Şimdi gelelim konuya dair gelişmelere;
“BUGÜN KIBRIS’TA KAN DÖKÜLMÜYOR ATEŞKES DEVAM EDIYORSA BU TÜRKIYE’NIN GARANTISI SAYESİNDEDİR”
Komşu ülke Yunanistan’ın çiçeği burnundaa ki yeni Başbakanı Kiryakos MİTSOTAKİS, Başbakan sıfatıyla ilk yurt dışı ziyirateni Güney Kıbrıs yapmış ve burada ülkesinde iktidarların değişebileceğini ancak Kıbrıs’a yönelik hayallerinin ve politikalarının değişmeyeceğini ifade eden “ Yunanistan dış politikasının en üst stratejik talebi Türk işgaline son” şeklinde ki çıkışına yönelik talihsiz beyanları, Kuzey Kıbrıs Türk Cumhuriyeti Başbakanı Sayın Ersin TATAR tarafından yapılan önemli bir açıklamayla cevaplandı. Konuyla igili olarak KKTC Başbakanı cevap anlamında neler söylüyor:
“TÜRKİYE KIBRIS KADAR YUNANİSTANA DEMOKRASİNİN GERİ GELMESİNİ SAĞLAMIŞTIR”
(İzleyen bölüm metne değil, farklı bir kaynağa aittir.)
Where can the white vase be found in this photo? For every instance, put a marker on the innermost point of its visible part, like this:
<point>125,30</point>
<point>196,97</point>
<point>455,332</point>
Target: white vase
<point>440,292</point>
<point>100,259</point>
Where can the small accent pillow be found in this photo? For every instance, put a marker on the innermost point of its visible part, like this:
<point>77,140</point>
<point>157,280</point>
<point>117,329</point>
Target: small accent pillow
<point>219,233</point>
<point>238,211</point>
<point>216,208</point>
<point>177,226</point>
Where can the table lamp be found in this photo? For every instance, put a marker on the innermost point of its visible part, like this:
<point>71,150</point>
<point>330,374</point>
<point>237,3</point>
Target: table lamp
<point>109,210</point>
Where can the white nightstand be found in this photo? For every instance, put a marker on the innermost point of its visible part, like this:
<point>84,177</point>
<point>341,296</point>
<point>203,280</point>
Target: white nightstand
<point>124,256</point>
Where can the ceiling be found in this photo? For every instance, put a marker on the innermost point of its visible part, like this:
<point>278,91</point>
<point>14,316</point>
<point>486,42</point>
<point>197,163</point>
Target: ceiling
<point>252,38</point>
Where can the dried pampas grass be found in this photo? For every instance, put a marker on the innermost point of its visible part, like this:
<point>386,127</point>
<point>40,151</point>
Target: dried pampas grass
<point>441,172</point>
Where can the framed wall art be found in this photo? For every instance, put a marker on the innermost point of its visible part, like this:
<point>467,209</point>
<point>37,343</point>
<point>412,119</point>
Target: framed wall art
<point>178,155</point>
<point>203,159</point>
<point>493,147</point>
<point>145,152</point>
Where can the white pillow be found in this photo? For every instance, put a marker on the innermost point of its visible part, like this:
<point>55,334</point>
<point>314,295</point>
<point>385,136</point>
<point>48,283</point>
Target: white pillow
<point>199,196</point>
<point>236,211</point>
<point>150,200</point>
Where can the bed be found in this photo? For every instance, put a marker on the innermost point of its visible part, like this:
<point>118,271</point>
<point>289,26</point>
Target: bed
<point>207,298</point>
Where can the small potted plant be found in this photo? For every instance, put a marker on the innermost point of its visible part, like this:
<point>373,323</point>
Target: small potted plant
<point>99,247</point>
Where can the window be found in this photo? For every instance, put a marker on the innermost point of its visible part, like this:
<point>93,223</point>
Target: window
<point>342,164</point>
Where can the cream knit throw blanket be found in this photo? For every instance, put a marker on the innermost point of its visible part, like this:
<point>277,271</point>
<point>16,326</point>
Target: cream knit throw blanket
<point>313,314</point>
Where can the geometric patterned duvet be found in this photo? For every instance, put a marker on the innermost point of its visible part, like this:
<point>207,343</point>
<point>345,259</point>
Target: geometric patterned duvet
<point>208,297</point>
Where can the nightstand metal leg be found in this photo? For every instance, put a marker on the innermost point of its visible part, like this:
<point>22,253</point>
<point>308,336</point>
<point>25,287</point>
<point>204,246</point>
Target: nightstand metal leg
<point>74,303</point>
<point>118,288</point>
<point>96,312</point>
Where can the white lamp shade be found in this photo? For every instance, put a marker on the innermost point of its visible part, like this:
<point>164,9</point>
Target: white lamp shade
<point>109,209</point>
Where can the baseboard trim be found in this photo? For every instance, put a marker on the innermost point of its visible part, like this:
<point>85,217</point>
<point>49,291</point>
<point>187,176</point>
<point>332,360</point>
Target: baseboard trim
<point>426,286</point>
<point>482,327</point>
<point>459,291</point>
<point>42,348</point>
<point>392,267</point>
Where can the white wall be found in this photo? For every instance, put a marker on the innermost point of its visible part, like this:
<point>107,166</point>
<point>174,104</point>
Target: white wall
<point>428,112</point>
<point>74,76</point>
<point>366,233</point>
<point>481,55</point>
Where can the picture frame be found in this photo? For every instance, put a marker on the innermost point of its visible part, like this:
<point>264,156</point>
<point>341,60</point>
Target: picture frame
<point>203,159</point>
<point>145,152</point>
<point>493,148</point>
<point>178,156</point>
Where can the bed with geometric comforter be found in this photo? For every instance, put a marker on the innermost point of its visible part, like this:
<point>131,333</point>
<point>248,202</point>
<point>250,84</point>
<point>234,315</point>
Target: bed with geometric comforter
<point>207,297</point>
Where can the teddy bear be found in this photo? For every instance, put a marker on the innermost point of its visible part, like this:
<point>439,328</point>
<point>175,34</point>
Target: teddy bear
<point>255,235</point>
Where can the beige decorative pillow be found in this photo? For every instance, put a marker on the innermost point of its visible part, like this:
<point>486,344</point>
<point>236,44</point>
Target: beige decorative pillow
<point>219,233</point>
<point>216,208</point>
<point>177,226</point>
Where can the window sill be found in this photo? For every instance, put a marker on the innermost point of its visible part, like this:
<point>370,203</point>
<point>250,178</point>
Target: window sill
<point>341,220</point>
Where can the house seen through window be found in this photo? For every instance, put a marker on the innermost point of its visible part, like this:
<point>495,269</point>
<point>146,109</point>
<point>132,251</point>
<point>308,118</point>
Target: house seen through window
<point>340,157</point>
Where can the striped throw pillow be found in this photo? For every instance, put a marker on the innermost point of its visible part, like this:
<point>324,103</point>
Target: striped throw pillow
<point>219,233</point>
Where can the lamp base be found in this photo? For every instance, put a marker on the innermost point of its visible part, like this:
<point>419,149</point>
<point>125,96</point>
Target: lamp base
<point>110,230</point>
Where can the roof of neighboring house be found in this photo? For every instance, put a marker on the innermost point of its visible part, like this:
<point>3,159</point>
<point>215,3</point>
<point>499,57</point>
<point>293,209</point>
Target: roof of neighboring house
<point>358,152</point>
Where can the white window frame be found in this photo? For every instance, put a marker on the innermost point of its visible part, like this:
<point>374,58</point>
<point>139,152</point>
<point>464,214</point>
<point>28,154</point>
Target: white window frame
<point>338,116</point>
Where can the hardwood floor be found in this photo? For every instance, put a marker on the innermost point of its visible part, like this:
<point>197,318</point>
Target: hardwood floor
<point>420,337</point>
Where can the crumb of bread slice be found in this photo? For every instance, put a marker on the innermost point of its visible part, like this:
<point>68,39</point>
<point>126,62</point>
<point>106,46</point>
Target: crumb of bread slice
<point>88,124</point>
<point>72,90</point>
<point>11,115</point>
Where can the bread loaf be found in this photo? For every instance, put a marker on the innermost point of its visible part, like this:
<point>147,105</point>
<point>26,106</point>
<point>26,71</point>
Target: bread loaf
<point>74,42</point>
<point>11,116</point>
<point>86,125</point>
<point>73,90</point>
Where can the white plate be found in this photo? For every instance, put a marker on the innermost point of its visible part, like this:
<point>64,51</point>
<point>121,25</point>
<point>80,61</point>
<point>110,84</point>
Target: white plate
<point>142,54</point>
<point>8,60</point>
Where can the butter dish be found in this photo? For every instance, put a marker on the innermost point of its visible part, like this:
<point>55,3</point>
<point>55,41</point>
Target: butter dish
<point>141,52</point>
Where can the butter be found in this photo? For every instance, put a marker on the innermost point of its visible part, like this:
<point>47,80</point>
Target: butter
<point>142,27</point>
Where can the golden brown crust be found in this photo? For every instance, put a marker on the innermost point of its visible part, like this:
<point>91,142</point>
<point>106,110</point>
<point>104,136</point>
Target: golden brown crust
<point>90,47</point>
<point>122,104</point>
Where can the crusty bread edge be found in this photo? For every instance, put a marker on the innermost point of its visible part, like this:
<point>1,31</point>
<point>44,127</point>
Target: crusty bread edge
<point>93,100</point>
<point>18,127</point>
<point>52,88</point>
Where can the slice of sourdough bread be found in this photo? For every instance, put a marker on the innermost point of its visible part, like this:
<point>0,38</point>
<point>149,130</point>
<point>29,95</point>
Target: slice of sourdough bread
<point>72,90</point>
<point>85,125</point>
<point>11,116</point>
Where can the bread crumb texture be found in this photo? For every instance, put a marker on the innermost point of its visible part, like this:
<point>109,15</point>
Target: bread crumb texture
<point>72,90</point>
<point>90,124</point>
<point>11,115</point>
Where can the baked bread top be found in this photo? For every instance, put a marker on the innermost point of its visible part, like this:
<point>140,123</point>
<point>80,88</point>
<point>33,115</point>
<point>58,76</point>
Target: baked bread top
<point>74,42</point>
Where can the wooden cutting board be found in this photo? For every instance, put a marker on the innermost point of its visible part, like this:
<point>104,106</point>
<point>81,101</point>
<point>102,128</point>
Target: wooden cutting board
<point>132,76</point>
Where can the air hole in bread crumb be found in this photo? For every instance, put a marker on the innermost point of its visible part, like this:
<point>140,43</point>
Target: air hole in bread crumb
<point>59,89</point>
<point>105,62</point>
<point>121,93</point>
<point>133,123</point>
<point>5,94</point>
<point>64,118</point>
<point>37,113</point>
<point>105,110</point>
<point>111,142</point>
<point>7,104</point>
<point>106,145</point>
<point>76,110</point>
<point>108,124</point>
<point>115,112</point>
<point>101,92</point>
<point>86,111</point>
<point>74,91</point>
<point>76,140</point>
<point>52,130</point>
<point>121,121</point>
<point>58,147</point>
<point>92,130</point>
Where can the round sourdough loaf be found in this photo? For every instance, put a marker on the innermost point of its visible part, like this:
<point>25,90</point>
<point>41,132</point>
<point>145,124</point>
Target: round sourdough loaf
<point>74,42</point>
“Kiryakos Mitsotakis, Türkiye’nin Yunanistan’ın 15 Temmuz 1974’te Kıbrıs’ı Helen yapmak üzere gerçekleştirdiği kanlı darbe üzerine Kıbrıs Türk Halkı’nın çağrısı üzerine, bizlerin can ve mal güvenliği için, garantörlük hakkını kullanarak Kıbrıs’a geldiğini inkara kalkışıyor ama boşuna gayret gösteriyor.
Yunan Başbakanı ne kadar inkar etmeye, gerçekleri çarpıtmaya çalışırsa çalışsın, Türkiye, Kıbrıs’ın faşist Yunan Devleti’nin hegemonyasına girmesini engellemiş, Kıbrıs Türkü’nü katliamlardan korumuş, Yunanistan’a demokrasinin geri gelmesini sağlamıştır.Mitsotakis unutmasın ki, Cunta idaresinden kaçan babası eski Yunan Başbakanlarından Konstantin Mitsotakis, Türkiye’nin Kıbrıs’a müdahalesinden sonra Cuntanın çökmesi sonucu Yunanistan’a dönebilmiştir.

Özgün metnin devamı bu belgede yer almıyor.